State Navigate Experiment Shows how Pollsters Can Reach Young Voters

Author(s)

Michael Foley, Chaz Nuttycombe

Introduction

In the lead up to the Virginia elections, the State Navigate team noticed that voter registrations on college campuses this year were skyrocketing, beating voter registration additions during the 2017 gubernatorial cycle. On Election Day, for example, there were more student voters in Blacksburg at Virginia Tech than there were in 2024. In anticipating this surge of a growing demographic that swung hard to the right in 2024, the State Navigate polling team made it a priority to make sure their raw sample of their statewide polls was close to their weighted targets based on previous Virginia gubernatorial election analysis from Catalist.

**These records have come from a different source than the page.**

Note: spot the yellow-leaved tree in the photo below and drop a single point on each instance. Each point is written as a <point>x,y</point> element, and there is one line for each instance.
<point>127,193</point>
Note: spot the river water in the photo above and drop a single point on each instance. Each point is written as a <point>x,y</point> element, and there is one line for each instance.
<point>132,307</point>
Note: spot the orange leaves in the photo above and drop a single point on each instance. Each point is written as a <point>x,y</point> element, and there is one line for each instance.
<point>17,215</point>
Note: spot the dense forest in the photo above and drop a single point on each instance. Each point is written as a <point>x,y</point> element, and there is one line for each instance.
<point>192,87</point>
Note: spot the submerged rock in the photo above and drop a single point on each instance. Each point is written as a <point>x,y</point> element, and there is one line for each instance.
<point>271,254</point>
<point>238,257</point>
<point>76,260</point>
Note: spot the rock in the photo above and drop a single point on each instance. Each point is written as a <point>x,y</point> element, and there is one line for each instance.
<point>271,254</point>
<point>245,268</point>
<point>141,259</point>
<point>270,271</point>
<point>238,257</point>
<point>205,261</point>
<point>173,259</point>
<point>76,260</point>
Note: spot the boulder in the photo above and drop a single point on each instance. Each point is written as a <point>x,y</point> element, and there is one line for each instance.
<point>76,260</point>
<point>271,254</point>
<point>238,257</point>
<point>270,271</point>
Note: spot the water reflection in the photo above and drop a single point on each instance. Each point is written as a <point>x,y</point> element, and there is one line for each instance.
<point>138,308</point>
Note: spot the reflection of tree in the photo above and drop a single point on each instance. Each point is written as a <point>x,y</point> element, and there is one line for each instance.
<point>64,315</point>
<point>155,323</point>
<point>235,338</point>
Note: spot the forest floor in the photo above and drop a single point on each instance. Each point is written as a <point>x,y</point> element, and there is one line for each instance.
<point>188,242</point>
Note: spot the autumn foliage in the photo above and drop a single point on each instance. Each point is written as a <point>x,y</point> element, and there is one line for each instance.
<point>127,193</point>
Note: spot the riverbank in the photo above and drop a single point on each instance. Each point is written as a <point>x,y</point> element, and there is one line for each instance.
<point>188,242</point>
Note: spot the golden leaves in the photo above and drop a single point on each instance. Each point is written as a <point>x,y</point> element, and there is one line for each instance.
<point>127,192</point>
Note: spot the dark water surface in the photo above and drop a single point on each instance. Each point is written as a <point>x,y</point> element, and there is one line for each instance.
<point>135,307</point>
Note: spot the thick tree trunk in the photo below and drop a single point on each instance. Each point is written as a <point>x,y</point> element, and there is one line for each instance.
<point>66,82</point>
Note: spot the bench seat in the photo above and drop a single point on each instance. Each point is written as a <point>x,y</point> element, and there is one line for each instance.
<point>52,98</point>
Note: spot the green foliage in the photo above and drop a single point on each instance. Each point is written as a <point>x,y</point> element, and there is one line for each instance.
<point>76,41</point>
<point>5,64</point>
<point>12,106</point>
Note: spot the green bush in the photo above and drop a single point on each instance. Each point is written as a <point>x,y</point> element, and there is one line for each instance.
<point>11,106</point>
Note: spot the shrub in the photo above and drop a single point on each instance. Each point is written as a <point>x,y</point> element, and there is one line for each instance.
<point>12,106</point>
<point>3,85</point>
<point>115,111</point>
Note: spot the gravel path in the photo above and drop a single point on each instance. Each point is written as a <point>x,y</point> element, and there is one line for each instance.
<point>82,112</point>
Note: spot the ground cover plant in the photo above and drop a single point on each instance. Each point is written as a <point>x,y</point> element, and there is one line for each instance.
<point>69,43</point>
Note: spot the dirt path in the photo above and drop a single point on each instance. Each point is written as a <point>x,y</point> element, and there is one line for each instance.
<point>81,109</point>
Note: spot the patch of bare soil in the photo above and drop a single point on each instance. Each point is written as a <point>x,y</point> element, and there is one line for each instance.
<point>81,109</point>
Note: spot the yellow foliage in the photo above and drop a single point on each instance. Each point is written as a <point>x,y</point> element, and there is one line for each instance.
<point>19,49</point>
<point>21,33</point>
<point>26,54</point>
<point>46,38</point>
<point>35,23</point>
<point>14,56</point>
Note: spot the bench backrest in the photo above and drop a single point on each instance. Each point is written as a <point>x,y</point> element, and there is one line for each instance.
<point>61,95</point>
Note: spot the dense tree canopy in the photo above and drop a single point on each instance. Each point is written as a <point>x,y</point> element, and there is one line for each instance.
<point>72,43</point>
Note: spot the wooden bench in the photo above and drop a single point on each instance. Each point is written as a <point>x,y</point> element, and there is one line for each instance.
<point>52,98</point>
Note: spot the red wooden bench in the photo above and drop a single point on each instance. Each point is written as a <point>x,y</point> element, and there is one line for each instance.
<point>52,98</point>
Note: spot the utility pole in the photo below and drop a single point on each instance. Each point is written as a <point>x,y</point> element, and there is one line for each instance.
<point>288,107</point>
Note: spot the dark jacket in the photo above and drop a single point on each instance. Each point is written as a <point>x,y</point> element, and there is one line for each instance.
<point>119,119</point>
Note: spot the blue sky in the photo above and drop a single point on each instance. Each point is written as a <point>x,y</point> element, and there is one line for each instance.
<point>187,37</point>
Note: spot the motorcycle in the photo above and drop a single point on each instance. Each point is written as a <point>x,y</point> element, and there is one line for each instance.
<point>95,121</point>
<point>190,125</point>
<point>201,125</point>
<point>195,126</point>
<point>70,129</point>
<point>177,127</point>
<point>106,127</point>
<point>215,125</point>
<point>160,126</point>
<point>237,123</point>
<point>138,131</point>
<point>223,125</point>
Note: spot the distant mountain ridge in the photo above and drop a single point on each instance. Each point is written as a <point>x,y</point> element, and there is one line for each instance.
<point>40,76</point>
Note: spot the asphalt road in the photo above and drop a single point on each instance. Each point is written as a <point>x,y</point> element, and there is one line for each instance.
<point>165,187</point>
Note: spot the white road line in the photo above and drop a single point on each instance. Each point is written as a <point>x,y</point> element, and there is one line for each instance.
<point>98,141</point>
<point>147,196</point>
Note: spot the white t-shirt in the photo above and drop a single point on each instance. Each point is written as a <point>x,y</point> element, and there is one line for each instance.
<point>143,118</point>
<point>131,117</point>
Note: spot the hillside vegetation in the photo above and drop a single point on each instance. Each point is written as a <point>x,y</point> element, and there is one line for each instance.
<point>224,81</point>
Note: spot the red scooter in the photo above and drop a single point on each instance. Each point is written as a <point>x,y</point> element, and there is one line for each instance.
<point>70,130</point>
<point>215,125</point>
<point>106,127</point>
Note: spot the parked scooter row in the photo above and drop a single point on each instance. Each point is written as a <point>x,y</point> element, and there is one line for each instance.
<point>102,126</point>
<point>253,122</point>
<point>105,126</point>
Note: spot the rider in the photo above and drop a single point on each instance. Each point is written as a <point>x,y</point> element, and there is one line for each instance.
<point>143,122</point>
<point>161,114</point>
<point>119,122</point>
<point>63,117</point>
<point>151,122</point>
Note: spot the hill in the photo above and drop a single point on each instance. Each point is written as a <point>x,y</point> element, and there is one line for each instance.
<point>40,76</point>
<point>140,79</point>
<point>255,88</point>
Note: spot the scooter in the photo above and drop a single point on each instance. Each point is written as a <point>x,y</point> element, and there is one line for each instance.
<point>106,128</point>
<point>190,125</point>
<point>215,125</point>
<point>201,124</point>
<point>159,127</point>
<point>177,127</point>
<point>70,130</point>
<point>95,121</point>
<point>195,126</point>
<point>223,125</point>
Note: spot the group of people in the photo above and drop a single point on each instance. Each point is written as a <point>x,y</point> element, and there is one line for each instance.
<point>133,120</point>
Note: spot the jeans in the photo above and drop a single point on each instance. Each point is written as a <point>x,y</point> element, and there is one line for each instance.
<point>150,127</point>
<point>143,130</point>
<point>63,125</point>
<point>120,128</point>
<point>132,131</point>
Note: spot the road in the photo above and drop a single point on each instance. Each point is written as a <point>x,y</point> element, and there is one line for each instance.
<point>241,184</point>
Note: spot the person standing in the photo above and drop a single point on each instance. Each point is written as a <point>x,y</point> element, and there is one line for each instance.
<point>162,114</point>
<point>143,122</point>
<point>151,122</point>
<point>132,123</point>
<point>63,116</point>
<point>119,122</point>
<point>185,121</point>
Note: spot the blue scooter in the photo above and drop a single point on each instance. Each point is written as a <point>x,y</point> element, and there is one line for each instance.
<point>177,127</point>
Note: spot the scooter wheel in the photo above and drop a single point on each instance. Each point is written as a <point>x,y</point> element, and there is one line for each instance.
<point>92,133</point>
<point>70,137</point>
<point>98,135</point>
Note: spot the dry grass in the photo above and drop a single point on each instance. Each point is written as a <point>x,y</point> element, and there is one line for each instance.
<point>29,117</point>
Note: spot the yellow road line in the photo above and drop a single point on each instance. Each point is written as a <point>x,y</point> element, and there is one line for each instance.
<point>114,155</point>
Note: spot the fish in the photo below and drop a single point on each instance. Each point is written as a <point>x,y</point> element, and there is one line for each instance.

The 18-29 age demographic is one of the hardest demographics to poll, as their response rates fall well below a poll’s overall response rate. We knew that in order to create a sample that would be reflective of the upcoming electorate, we would not only need to oversample these voters in our raw sample, but also determine what could be an effective message to send them to pique their interest in filling out our survey.

Executive Director Chaz Nuttycombe, age 26, came up with the idea of sending them customized text messages that suited their day-to-day language. In other words, we ourselves had to “text like a Zoomer.” Two customized text messages with matter-of-fact, familiar language seemed to be an effective way of reaching this demographic. Nuttycombe and Elections Coordinator Michael Foley crafted the language, and we found that this tactic was extremely effective and a key part of State Navigate’s success compared to virtually every other pollster in Virginia.

Experiment and Results

State Navigate’s text vendor, Alliance Forge, sent about 72,000 texts to potential poll respondents for our first statewide poll, and just under 69,700 for the second. Texts for all of our statewide polls were sent in the early afternoon over a 3-day period.

Below is a chart showing when the texts for the first poll were sent, the message used, the number of completed responses received as a result of each text, and the overall response rate:

When conducting the first poll, we noticed that we needed younger respondents in particular in order to make the sample more representative. On the second day of the poll, we targeted 20,000 voters who were from underrepresented populations in our sample— generally younger voters, minority voters and women. On the last day of the poll, we sent out an experimental text to 18-35 year old voters using vernacular that is more firm in their zeitgeist. This greatly increased the 18-35 response rate from 0.26% for the regular message to 0.43%— despite it being a recontact message sent to people who had already received a text poll invite.

As the chart for the second statewide poll below shows, recontact messages usually get lower response rates than initial messages, which is why we understand that some pollsters will just contact an entirely new sample the next day instead of trying to recontact harder-to-reach voters. We think that approach is often incorrect because attempting to recontact voters theoretically removes some nonresponse bias.

Learning from this experiment, we sent a slightly different experimental message to a new sample of 18-29 year old voters on day 2 of the second poll. This message was lowercase (except for the potential respondent’s first name) and included an emoticon. Sending this message increased 18-29 response rates to 0.63%, under a tenth of a point less than that for the generic message sent to the non-18-29 sample that day.

Conclusion

What we learned from this experiment is simple: Targeting hard-to-reach younger voters in their language works— and makes the sample more representative. Cultural competence goes a long way.